特殊能力の世界移動と称号の深緑の死神とか完全に忘れてた。
島に戻ってから気づいた。
陽が傾き始めていて、腹が空いていた。
遂に腰に付いている謎アイテムNo.1である無限食糧を使う時が来た様だ。
ポーチを開けると中が見えない。
闇といえばそうなのだが、モヤがかかった様な感じである。
試しに指を突っ込んでみるとポーチの底より深く指が入っていた。
もう少し指を進めるとグチュッとしていてプニプニの肉の様な感覚があった。
「戦闘食糧(?)の割に水分があるな...。いっそのこと手を突っ込んでみるか」
一回引き抜くと指が粘液でテラテラとしており、指を開くと糸を引いているのがわかる。
匂いはポン酢で味もポン酢だが、粘液の色は透明という不気味さを感じさせるものだった。
粘りの強さは和布蕪並で不快感は無かった。
手を突っ込んで形を確認しようとしてポーチの中で手を動かした。
ポーチ内からグチュグチュと水音が鳴り、なんとかして形を確認しようとしたが全容は分からなかった。

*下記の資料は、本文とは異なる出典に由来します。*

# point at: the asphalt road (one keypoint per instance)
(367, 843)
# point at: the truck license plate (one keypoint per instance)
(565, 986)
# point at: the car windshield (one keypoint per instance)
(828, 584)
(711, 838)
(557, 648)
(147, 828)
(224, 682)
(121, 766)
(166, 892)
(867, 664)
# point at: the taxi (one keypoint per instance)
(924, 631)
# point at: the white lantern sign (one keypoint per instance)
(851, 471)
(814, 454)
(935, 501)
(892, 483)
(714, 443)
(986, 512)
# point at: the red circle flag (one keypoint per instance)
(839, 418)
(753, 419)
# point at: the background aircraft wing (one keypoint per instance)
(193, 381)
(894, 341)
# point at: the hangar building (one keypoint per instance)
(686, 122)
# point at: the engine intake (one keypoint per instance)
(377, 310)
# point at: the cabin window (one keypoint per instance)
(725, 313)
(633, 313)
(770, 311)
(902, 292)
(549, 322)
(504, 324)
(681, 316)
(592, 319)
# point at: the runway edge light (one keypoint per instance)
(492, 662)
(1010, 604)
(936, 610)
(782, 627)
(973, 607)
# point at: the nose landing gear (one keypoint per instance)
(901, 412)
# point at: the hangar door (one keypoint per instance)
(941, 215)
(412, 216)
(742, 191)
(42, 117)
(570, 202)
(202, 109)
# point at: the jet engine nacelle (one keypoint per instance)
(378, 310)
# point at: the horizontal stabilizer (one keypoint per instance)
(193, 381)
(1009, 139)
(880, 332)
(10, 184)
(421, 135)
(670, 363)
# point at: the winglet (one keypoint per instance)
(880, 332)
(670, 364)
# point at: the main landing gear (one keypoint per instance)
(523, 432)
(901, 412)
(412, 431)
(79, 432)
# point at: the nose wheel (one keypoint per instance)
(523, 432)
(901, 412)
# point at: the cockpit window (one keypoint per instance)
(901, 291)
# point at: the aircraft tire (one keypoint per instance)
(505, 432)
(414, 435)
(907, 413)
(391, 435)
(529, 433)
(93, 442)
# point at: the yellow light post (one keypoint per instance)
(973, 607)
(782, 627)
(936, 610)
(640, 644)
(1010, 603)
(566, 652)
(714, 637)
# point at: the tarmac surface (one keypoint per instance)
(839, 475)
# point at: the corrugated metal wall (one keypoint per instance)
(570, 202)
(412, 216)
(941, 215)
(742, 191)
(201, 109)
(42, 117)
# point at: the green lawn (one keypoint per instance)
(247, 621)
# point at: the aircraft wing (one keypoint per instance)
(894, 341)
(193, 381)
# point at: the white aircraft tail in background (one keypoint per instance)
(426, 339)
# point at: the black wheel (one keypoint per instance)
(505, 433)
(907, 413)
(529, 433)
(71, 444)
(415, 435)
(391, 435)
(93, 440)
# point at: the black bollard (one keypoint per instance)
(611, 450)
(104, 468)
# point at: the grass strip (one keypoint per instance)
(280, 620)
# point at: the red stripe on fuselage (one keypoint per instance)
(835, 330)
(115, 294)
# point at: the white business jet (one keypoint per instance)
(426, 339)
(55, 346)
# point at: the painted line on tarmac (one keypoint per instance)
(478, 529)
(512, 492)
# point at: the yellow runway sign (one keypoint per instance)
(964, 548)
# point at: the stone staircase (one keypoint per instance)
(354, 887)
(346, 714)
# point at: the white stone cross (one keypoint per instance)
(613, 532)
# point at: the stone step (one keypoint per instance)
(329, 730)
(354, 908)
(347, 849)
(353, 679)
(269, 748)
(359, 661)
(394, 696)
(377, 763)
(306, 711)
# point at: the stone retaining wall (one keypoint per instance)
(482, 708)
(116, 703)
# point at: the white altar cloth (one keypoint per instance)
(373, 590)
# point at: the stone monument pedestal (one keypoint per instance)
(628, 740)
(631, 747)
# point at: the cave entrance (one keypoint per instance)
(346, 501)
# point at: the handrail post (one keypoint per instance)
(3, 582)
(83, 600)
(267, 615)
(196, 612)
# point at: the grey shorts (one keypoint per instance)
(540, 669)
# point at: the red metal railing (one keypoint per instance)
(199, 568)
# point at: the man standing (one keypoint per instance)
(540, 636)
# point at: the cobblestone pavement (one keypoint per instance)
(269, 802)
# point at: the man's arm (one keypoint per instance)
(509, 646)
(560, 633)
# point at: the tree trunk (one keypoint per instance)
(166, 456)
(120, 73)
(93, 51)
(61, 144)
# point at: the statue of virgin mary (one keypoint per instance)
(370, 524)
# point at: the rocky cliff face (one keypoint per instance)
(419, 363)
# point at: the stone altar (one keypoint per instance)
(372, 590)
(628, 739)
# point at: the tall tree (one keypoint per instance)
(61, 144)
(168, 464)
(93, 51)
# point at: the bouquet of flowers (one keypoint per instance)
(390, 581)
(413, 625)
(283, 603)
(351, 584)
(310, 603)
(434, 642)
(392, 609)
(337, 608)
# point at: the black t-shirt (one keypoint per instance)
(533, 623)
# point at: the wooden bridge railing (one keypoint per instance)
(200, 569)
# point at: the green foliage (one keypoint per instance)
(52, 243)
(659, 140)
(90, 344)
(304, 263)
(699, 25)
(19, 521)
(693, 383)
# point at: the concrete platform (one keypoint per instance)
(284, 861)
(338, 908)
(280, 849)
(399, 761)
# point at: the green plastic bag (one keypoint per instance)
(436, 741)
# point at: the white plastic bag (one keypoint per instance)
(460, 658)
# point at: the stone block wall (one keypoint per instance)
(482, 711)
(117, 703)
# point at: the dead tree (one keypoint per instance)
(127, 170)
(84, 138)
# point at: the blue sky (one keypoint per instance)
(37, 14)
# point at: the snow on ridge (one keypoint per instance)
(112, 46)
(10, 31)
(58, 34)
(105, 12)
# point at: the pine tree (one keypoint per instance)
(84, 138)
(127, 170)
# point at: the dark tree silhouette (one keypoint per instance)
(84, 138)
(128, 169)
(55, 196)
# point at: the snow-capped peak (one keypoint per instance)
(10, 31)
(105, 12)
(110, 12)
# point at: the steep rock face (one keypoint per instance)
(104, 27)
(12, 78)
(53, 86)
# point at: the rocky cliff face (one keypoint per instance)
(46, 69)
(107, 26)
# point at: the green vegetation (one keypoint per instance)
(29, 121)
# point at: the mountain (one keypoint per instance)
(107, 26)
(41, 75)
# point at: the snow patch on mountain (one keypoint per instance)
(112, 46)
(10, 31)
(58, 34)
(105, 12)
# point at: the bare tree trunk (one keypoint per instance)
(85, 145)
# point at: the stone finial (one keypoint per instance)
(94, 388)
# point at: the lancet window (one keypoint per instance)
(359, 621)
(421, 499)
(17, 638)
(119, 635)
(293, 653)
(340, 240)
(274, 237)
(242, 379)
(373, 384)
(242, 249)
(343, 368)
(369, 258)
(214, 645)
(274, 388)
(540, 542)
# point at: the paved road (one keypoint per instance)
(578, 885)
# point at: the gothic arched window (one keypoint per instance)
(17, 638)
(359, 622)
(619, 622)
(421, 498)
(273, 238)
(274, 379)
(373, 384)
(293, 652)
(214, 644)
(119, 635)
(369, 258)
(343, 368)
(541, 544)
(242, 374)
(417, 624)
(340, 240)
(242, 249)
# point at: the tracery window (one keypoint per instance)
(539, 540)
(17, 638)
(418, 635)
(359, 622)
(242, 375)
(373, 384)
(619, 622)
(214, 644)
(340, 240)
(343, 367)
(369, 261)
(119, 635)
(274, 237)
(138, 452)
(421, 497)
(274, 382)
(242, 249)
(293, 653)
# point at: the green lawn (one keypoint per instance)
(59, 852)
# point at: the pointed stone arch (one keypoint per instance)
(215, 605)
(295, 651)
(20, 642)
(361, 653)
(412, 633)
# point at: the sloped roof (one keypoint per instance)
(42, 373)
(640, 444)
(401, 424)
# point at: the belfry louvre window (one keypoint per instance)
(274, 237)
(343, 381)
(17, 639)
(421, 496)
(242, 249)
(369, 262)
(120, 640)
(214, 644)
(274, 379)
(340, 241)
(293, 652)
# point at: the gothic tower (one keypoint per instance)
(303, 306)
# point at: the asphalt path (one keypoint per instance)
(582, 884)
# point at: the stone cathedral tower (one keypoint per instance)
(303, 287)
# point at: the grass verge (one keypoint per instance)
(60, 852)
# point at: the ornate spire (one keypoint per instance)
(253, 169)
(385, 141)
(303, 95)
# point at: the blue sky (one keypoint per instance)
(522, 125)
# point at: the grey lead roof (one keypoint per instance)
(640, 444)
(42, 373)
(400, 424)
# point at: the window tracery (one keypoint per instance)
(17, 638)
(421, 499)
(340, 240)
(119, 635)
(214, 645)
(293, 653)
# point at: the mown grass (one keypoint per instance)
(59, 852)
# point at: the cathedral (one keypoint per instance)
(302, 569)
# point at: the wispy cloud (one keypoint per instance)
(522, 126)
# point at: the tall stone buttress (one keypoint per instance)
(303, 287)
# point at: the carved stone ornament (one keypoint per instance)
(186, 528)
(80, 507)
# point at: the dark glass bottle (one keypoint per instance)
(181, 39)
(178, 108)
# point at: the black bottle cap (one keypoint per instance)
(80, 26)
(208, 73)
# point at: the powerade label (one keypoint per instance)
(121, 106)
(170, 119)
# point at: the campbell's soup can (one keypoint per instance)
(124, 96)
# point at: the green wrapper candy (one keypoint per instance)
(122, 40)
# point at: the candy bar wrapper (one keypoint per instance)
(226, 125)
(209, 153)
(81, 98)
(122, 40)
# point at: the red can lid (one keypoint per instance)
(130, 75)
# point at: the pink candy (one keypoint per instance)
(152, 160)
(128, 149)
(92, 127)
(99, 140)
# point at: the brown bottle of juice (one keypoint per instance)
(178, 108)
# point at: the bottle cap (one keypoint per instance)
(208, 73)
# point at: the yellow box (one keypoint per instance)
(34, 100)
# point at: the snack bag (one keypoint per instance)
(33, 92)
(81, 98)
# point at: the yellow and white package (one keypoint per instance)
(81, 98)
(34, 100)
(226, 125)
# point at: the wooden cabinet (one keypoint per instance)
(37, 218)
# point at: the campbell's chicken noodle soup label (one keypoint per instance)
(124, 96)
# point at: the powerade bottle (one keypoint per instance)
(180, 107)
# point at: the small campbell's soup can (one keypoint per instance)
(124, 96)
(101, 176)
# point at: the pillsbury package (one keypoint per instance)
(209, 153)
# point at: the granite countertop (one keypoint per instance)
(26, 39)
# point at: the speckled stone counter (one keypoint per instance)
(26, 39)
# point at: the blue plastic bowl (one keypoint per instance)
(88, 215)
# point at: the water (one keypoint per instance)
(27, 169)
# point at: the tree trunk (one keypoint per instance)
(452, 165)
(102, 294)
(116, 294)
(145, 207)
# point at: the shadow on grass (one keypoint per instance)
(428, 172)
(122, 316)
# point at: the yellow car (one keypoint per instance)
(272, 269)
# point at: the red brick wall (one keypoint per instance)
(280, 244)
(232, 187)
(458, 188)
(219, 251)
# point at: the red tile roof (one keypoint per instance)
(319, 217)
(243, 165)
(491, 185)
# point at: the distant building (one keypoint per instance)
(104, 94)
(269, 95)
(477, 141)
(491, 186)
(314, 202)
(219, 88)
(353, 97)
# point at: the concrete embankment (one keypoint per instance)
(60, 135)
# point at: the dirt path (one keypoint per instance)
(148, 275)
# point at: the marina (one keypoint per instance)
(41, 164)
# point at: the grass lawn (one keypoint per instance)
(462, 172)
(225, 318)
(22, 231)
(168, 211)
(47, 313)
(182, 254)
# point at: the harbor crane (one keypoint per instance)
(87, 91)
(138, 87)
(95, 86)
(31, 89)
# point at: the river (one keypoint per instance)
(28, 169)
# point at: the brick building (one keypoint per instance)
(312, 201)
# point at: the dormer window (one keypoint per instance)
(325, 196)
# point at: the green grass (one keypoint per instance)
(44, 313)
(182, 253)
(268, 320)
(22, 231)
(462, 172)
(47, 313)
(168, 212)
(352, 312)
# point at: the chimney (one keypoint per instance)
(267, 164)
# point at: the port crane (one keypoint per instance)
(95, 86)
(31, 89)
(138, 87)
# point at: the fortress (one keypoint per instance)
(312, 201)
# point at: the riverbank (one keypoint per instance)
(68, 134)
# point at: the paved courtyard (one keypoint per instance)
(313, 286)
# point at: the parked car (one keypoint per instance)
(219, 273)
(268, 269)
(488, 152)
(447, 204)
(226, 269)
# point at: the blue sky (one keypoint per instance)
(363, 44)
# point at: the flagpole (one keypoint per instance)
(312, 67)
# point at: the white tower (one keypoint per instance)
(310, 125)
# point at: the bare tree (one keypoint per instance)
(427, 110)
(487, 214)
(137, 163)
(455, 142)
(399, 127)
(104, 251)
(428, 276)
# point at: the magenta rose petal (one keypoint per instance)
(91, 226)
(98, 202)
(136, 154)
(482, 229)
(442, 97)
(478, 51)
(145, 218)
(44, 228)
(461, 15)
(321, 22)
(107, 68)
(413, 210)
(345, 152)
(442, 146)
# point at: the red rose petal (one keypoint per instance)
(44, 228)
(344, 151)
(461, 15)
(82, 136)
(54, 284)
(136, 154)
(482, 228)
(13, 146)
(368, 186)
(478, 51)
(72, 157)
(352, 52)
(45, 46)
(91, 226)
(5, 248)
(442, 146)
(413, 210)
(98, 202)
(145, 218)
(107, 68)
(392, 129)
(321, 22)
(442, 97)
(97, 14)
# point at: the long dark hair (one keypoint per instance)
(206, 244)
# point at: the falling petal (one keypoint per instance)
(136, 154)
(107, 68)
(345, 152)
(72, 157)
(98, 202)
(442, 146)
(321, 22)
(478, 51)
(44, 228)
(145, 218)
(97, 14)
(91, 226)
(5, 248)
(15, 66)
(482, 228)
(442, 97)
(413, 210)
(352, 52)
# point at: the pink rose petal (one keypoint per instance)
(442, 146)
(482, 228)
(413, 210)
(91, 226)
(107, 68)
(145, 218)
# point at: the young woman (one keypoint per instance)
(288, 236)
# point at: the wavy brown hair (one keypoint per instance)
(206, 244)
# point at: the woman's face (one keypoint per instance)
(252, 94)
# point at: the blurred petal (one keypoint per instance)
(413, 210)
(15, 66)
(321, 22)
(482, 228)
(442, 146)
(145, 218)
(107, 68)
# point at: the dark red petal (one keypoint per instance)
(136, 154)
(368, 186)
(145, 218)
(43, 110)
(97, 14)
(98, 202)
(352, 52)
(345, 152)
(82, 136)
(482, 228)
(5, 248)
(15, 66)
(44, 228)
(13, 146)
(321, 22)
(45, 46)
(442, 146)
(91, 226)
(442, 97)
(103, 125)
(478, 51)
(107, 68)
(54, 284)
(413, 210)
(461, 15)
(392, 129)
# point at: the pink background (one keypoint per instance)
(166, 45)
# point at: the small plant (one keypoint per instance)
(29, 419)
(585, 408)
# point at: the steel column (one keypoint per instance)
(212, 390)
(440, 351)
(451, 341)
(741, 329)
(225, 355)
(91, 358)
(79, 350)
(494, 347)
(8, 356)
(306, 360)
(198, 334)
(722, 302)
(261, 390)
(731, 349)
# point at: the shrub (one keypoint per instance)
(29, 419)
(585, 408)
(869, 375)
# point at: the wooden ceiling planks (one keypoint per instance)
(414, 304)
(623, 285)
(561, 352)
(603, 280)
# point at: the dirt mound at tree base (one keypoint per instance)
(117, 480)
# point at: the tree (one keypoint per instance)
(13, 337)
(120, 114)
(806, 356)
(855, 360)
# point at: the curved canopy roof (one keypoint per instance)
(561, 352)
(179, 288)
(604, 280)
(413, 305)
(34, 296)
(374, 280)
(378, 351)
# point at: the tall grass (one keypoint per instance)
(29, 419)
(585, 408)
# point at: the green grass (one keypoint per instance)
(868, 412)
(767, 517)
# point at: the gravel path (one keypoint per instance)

ただ、よく二次エ◯画像でみる滑らかな触手の様なイメージを持った。
掴もうとしてギュッと力を入れると微妙に滑るがポーチから引きずり出せた。
そして俺は呆然とする。
引きずり出したモノはイメージ通りの粘液でテラテラしたグネグネと蠢くピンク色の触手だった。
そして思った。
[こ れ に 齧 り 付 け と ?]
恐る恐る触手を掴んでいる左手を離してみる。
手を離してもこちらを襲う様子は無い。
ポン酢の匂いのする粘液でテラテラしたグネグネと蠢くピンク色の触手は卑猥な水音を立てながら佇んでいる。
そして思った事が口に出る。
「これは、食べられるのか?食べて良いものとは思えなぶっ!?」
疑問を口に出していると触手がにゅぷっと口に入って来た。
しかし奥に入っていく事は無く、口の入り口あたりで待機している。
これは食ってみろという事だろうか。
このままの態勢でいても触手から粘液が垂れて来そうなので、意を決して触手の先端部分を噛みちぎる。
ブチュッと触手がちぎれるが、瞬きをしたと同時に生えて元通りになる。
口内での触手の感触はやはりヌルヌルしているが味はポン酢につけた...なんだこれ?
味が食べ物の味として例えられないが、とにかく美味しいという事がわかった。
触手は俺が美味しいと思ったら、グネッと喜びを表す様な動きをした。
飲み込んで安全だと分かると、両手で触手を掴んで口に持っていく。
絵面は不健全だがこれは食事だ。
誰がとやかく言おうと食事なのだが、少しムラッとしてしまったのは言うまでもない。
自分はまともな考えが出来ないのか。
なぜ食糧が触手なのか。
触手ってよく考えたら愛玩動物なのに...。